Barış Doster

Bakanın gözleri, yoksulun bakışları

25 Aralık 2021 Cumartesi

Hazine ve Maliye Bakanı, TRT’de katıldığı canlı yayında, bir soruyu yanıtlarken “Rakamlar çok iyi. Gözlerimin içine bakar mısınız? Ne görüyorsunuz gözlerimde?” diye sordu birkaç gün önce. Bu sözleri çok tepki çekti doğal olarak. Gözünü döviz kuruna dikmiş endişe içinde bekleyen yurttaşlar da bundan böyle, ekonomideki gidişatı öğrenmek için nereye bakmaları gerektiğini öğrendiler: Bakanın gözlerinin içine.  

Kamu yönetiminde, Maliye ve Hazine bürokrasisinde deneyimi olmayan zengin bir patron, siyasi kariyerinin zirvesi olan bakanlık koltuğunda henüz bir ayını doldurmadan, ekonomiyi daha iyi anlamamız için yeni bir yöntem icat etti, gözlerini göstererek.  

Gözler, şüphesiz önemlidir. Çok önemlidir. Gözlerle ilgili deyim, atasözü çoktur. Gözler, şiirlerde, şarkılarda sıkça kullanılır: “Gözlerinin içine başka hayal girmesin” (Zeki Müren), “Gözlerinden okunuyor, beni seviyorsun” (Tarkan), “Gözler kalbin aynasıdır” (Selami Şahin)... Bu liste çok uzundur elbette. Lakin ekonomik göstergeler, döviz kuru, faiz oranları, istihdam verileri, üretime, tüketime, istihdama, ihracata, ithalata, borsaya, dış borca, cari açığa ilişkin istatistikler, gözlerden (Hazine ve Maliye bakanlarınınkiler de dahil) anlaşılmaz. 

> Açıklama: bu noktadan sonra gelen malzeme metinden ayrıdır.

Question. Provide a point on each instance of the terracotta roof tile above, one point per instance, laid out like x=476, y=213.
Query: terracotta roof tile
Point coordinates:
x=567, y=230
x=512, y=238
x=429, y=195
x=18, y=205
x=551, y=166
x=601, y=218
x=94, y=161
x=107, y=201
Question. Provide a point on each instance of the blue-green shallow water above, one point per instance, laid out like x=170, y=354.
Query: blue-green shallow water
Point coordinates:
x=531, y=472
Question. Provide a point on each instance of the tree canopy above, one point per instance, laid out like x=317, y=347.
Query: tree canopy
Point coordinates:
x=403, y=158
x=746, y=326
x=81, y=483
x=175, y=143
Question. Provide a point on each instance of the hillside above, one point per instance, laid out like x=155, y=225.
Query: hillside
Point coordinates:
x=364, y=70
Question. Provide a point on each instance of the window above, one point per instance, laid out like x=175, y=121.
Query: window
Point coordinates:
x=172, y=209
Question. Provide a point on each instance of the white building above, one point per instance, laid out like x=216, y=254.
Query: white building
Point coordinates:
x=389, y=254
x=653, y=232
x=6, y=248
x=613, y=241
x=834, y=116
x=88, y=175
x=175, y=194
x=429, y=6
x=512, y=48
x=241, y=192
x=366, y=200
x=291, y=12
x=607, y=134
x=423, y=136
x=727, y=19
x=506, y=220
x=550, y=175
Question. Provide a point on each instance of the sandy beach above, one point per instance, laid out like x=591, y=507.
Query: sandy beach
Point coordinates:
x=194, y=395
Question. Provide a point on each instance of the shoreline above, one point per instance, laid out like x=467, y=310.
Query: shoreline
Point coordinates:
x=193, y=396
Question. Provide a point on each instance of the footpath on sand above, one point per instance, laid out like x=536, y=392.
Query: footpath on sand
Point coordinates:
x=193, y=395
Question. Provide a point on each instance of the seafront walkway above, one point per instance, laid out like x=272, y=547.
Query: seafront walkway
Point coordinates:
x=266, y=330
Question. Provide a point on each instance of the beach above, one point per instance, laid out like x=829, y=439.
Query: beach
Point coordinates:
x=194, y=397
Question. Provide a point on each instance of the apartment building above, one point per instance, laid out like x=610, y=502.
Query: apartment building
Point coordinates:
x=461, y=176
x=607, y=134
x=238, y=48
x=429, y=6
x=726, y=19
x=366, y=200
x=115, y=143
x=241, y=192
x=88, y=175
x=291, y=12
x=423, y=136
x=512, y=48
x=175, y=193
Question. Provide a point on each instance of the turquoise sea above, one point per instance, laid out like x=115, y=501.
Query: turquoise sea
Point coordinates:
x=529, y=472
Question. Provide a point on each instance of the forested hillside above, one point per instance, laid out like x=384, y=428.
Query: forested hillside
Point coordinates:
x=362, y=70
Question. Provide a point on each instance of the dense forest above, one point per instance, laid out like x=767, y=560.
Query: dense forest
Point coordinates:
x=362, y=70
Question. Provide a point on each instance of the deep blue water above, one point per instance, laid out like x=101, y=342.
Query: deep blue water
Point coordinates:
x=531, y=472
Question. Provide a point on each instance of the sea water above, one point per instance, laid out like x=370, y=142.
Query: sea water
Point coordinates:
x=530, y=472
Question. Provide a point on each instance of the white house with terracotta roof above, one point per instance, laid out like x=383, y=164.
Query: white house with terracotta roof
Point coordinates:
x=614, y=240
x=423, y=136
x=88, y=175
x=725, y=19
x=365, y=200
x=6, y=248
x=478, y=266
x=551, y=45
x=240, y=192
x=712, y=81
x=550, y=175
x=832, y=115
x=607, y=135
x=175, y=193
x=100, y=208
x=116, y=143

Hele de insanların gözünün içine baka baka yalan söylemek, çok çirkin bir davranıştır. O insanları aptal yerine koymaya çalışmaktır. Üzücüdür. Onur kırıcıdır.  

BAKAN, BAKIYOR, GÖRMÜYOR

Aynen gözler gibi, gözle ilgili olarak hemen aklımıza gelen bir diğer sözcük olan bakış, bakmak eylemi de çok şey anlatır. Umudu, umutsuzluğu, iyimserliği, karamsarlığı, sevinci, hüznü, güveni, güvensizliği anlatır bakışlar. Yoksul halkın, dar gelirli yurttaşların, emekçilerin, ezilenlerin bakışlarından anlaşılır geçim sıkıntısı, gelecek kaygısı, çocuğuna bir hediye alamamanın yarattığı yürek sızısı. 

Hazine ve Maliye Bakanı’nın gözlerinden önce, geçen günlerde bazı sözleri de çok tepki çekmişti. Bir gazetecinin sorusunu yanıtlarken yeni ekonomik modelin tutmaması halinde işini kaybedebilecek bir yurttaş için mealen şöyle demişti: “O işini, maaşını kaybeder. Ben, bin çalışanımla birlikte fabrikamı...” 

Bakan, siyasal İslamcı gelenekten geliyor. Kendisini muhafazakâr olarak tanımlıyor. Sözleri de vahşi kapitalist, acımasız bir patronun yaklaşımını özetliyor. Ekonomik olarak liberal, neoliberal. Benzerleri gibi, iktisadi düzlemde, bireye, bireyin özgürlüğüne, bunun kamu yararına sonuçlanacağı varsayımıyla, özellikle de girişim özgürlüğüne öncelik, hatta ayrıcalık tanınması gerektiğini düşünüyor. Az devlet, çok piyasa istiyor. Devletin, bireysel özgürlükler karşısında yetkilerini sınırlamayı savunuyor.   

Fakat bu yaklaşımın eşitsizliği artırdığını, gelir dağılımı uçurumunu derinleştirdiğini görmüyor. İdeolojisiyle, sınıfsal konumuyla, mesleğiyle zaten bu gerçeğe hassasiyet göstermiyor. Sözleri, makamının ağırlığıyla bağdaşmıyor. Halen bir patron olarak konuşuyor, kendi sınıfsal penceresinden bakıyor. O pencereden de kendi cebini görüyor, yoksulların çilesini, emekçi sınıfların gerçeğini değil.